“Mom, where do emojis come from?” “Well, son, let me tell you the story of the birds and the bees—by which I mean the Emoji Subcommittee of the Unicode Consortium.” Yes, that’s how those little pictograms on your phone get born. There is an official list of emojis that every computing device using the Unicode standard—which is basically all of them—will be able to parse and display. Every so often, a new batch of emojis gets submitted for approval, and some of them actually get added to the official list.

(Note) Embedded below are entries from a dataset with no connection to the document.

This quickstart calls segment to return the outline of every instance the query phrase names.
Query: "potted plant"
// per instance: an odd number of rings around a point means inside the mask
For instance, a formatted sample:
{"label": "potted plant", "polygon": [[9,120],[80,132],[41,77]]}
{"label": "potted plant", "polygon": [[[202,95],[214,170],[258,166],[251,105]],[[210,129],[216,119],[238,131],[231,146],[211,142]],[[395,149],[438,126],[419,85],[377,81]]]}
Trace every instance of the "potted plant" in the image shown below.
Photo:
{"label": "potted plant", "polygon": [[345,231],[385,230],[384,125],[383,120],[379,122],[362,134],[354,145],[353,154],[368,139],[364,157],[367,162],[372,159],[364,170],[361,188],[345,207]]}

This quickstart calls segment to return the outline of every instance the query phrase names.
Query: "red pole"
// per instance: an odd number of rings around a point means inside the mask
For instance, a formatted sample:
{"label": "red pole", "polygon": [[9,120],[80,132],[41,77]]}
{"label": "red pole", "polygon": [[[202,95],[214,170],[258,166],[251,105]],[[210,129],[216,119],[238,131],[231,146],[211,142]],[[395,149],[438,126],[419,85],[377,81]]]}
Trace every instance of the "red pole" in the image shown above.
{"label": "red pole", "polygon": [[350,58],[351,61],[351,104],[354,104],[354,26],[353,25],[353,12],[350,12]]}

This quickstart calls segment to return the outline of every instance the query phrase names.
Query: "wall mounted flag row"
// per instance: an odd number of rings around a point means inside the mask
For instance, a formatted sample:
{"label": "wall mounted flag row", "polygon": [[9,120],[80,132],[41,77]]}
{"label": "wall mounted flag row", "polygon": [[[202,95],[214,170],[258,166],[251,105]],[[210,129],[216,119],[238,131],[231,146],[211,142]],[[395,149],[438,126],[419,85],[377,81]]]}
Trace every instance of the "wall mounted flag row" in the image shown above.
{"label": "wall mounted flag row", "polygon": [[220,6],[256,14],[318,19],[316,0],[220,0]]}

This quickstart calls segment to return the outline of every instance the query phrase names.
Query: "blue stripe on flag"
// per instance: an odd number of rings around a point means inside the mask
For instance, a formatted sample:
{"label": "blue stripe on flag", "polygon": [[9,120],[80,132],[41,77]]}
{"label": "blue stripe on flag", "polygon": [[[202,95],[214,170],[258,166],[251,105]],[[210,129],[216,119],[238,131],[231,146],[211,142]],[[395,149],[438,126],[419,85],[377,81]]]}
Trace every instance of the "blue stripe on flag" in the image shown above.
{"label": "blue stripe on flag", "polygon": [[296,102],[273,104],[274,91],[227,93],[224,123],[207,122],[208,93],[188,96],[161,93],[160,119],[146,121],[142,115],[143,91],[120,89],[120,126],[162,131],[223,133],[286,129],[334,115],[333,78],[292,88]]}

Other potential new emojis include something called “SERIOUS FACE WITH EYE MASK AND CAPE,” which kind of looks like Darth Maul crossed with one of those Minions from Despicable Me, and “FROWNING PILE OF POO,” which I can only assume provides a necessary counterpoint to the smiling pile of poo we all know and love.
People have been asking this ever since the first emoji were invented, but these new ones again prompt the question: why?
I’m sure the answers to that question will be debated at length by the Emoji Subcommittee, which will make their final judgments in early 2018. But here’s my answer, as an armchair communication-design critic: now that emojis are mainstream, we need them to get weirder.
Emojis aren’t a language of their own—yet. But these little faces have arguably become just as good at doing the job of those odd foreign words. They may even do the job better, because they can acquire and express the same kind of semantic richness on the fly, just from the context in which they’re used. For example: that whacked-out “OK eyes” emoji can easily mean “YES LET’S TAKE ALL THE DRUGS” in one context; in another, it may perfectly something else entirely, like, oh I don’t know—maybe “the strange excitement of wanton destruction”?
The odder and more specific the emoji, the more powerful and generative they can be for expressing the ineffable. A graphic designer named John Koenig has already written a whole book of invented emotion-words for just this purpose, but really, how much are any of those going to catch on? Weird new emoji, on the other hand, are built right into a mass communications medium that is currently eating the world. Maybe, as a linguistic purist, that makes you feel “RED FACE WITH TONGUE STICKING OUT WITH BEAD OF SWEAT”. Personally, I think it’s great—or, to be more specific, “GRINNING FACE WITH LETTERS OK AS EYES.”